AS Architects tarafından tasarlanan ve Gürcistan’da Tiflis yakınlarında doğa içinde epeyce geniş bir platformda kurgulanan bu proje ile ilgili detayları, AS Architects kurucusu Y. Mimar Ayşin Sevgi Karakurt Macit’ten dinleyelim…

Harika bir doğa içinde, gerçekten de yer aldığı mekan ile bütünleşen bu otel projesi size nasıl geldi?

Proje bize beraber çalıştığımız ve tasarımlarını çok beğendiğimiz ENNE Mobilya firmasının önerisi ile geldi. Onların Gürcistan’da çalıştıkları bir işveren uluslararası davetli bir yarışma açmış ve onlar da bizimle birlikte katılabileceklerini düşünmüşler. Portfolyomuzu ilettik ve bizden, Gürcistan’da iki gruptan, İtalya’da bir ofisten ve sanırım Türkiye’de bir ofisten daha öneri istediler.

Projenin Gürcistan’da yer aldığından bahsettik, tam olarak nerede yer alıyor, nasıl bir coğrafyada konumlanması planlandı?

Proje Tiflis’in kuzeydoğusunda ve Tiflis’e yaklaşık 150 km uzakta bulunan Kvareli şehrinin kıyısındaki, arazi sahibinin mevcut arazi ve bağlarının bulunduğu alanda yer alıyor. Şehir, Alazani Nehri vadisinde konumlanmakta ve nüfusu yaklaşık olarak 30 bindir. Kvareli esasen, şarap evi üzümüyle bilinmekte olup önemli bir şarap üretim merkeziymiş. Araştırmalarımız sonrasında bilgi edinmiştik ve araziye gittiğimizde kendimiz de deneyimlemiş olduk. Bölgede şarap bağları arasında hafta sonu turizmi gelişmekteydi ve işveren uluslararası olarak da turizmin ilerleyeceğini öngörüyordu.

Projenin kapsamı nedir? Siz mimari ve iç mimari tasarımı bir arada mı yürüttünüz?
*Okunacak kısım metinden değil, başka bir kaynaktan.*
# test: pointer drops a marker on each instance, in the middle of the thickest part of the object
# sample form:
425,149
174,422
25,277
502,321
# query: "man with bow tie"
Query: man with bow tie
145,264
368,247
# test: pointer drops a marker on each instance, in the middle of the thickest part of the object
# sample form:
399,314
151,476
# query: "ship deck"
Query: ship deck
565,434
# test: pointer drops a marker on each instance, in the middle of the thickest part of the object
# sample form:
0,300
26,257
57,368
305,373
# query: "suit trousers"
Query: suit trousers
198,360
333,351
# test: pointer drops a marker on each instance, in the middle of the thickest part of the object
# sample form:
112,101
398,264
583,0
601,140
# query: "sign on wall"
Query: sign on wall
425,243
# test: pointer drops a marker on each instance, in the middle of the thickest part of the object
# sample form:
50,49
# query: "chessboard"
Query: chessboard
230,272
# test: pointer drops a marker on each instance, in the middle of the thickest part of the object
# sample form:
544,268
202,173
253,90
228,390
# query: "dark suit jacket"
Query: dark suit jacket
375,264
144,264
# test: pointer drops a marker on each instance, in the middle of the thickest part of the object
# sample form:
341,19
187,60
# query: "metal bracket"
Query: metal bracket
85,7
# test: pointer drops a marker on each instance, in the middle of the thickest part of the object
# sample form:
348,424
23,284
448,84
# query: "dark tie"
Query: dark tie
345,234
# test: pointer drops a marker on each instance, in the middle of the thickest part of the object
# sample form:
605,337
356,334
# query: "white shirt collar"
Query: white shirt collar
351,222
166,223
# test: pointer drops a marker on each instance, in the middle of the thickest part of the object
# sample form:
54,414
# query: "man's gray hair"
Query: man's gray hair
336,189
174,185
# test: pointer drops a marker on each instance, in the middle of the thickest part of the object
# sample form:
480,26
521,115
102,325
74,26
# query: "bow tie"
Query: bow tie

Biz mimari ve iç mimari konsept proje aşaması için bir çalışma yaptık. Daha sonra izin vs. gibi konular ve proje maliyetleri anlamında sanırım Gürcü bir ekip ile çalışmaya karar verdiler. Ama projenin gerçekleşip gerçekleşmediği konusunda bilgi sahibi değilim.

Ülkemizde ne yazık ki otel projelerinde, projenin konumlandığı alan, bazı nedenlerden dolayı pek de göz önünde bulundurulmuyor. Bu projenin yer aldığı coğrafya ve iklim sizin tasarımlarınızı etkiledi mi ya da nasıl etkiledi?

Proje şarap bağlarının olduğu araziye bitişik başlayan bir dağın eteklerinde ve nispeten düz bir arazi üzerinde yer alıyor. Çevrede yapılar var fakat oldukça mesafeli olduğu için arazi çok sakin bir bölgede ve doğa ile bütünleşik bir alanda konumlanıyor. Aynı zamanda bu alanda bir sulama göleti bulunuyor. Biz bu göletin de iyileştirilerek kullanılması gerektiğini düşündük. Bu anlamda, şehir oteli gibi konvansiyonel bir yapı yerine programda olan aktiviteleri ayırarak hem yapı ölçeklerini küçültüp doğa ile daha bütün hale getirmeyi hem de insanların bu yapılar arasında da coğrafyayı deneyimleyebilmesini arzu ettik.